The Govermnent’s principal defense is that it paid the plaintiff, as her basic wage, somewhat more than the $2,750 which was the base pay provided in her contract, and that she was not, therefore, damaged by the reduction in her classification. We think that a fair reading of the contract, in the circumstances, is that the plaintiff was to have the position and base pay of an Aircraft Sheet Metal Worker which was, at the time the contract was signed, $2,750 per annum. By that reading, the Government agreed that if that base pay was increased, she was to have the pay that currently went with the job, and the plaintiff did not agree to take less than the current wage which others would receive for the job, just because the rate in effect at the time she signed the contract was written into it. We think that the fact that the Government found it necessary to give the plaintiff’s work a false classification in order to keep her pay down to approximately $2,750 a year shows that it would have been administratively impracticable and was not contemplated by the contract that she should be listed as having the job of a full-fledged Sheet Metal Worker but should not be paid what other workmen were paid for that job. We think, therefore, that the plaintiff should have been paid the wage for the job for which her contract called which was, at Hickam Field, designated as Journeyman Sheet Metal Worker.

The plaintiff urges that she should have been paid the still higher wage applicable to the job which she actually performed, that of Journeyman Sheet Metal Inspector. We think that, as between private persons, a quasicontractual obligation to pay the current wage for the job to which a workman is assigned, might arise, on grounds of justice and equity, rather than agreement. But the Government’s consent to be sued for breach of contract extends only to situations arising out of an express agreement or one spelled out of the conduct of the parties in the circumstances, and does not extend to a situation where there is no agreement, express or implied, but only an obligation created by law to bring about a just and equitable result. United States v. Minnesota Mutual Investment Company, 271 U. S. 212, 217; Enid Milling Company v. United States, 64 C. Cls. 396, 404. In this case the Government did not, expressly or by its conduct, agree to pay the plaintiff the current wage for the job which she did. At the beginning of her work, and after her protest, it refused to do so, and maintained a false classification for her in order to escape doing so. We think, therefore, that the plaintiff may not recover on the basis of the wages of a Journeyman Sheet Metal Inspector.
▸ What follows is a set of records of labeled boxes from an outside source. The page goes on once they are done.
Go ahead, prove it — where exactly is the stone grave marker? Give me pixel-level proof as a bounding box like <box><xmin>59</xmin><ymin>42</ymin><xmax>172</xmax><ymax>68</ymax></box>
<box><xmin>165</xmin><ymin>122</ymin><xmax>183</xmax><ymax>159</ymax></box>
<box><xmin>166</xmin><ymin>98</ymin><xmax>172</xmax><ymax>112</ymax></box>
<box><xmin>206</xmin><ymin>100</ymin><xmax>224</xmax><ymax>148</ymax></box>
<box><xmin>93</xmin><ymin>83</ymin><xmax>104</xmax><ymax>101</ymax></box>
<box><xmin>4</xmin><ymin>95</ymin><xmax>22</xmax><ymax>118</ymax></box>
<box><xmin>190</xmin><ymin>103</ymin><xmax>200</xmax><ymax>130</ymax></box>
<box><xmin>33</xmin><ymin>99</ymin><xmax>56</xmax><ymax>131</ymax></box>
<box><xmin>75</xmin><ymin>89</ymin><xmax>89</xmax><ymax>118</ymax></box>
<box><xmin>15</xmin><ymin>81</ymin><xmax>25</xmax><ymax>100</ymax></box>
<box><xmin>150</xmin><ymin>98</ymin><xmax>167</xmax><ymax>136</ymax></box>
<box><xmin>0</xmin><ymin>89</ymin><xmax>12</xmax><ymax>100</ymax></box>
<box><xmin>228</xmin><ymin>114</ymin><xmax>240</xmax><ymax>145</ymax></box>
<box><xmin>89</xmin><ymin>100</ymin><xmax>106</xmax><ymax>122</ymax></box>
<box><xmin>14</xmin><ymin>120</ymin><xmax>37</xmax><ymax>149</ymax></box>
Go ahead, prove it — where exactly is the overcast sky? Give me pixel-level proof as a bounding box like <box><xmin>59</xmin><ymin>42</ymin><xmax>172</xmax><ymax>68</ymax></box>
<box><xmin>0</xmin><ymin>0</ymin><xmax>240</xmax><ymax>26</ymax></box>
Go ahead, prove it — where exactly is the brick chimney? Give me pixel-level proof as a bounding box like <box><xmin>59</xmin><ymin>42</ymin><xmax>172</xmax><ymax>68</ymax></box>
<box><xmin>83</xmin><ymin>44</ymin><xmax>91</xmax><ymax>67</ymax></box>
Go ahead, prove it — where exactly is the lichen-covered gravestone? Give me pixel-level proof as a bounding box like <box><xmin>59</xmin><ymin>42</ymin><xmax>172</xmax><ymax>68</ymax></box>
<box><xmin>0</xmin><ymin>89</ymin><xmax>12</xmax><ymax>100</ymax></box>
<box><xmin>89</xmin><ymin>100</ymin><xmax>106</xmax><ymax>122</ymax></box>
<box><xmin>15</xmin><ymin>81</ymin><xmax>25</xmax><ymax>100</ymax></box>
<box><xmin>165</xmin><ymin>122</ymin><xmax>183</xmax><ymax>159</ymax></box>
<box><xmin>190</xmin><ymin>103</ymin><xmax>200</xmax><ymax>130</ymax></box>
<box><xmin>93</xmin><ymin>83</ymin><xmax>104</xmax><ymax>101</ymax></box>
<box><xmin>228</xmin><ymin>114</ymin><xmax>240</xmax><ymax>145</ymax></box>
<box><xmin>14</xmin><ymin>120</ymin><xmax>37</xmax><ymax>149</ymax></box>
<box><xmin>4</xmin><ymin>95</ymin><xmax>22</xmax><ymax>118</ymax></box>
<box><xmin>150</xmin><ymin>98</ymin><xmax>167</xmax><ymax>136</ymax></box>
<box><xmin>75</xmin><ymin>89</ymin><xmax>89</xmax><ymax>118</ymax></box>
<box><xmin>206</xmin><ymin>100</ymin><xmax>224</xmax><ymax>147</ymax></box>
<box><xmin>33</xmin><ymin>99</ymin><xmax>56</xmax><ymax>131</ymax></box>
The plaintiff is entitled to recover the difference between the wages actually paid her, and those which she would have received had she been paid as a Journeyman Sheet Metal Worker. Entry of judgment will be suspended to await the filing by the parties of a stipulation showing the amount due the plaintiff computed in accordance with our findings and opinion.

It is so ordered.

Howell, Judge; Whitaker, Judge; LittletoN, Judge; and JoNes, Chief Judge, concur.

In accordance with the above opinion and upon a stipulation filed by the parties, it was ordered October 3, 1949, that judgment be entered for plaintiff in the sum of $797.32.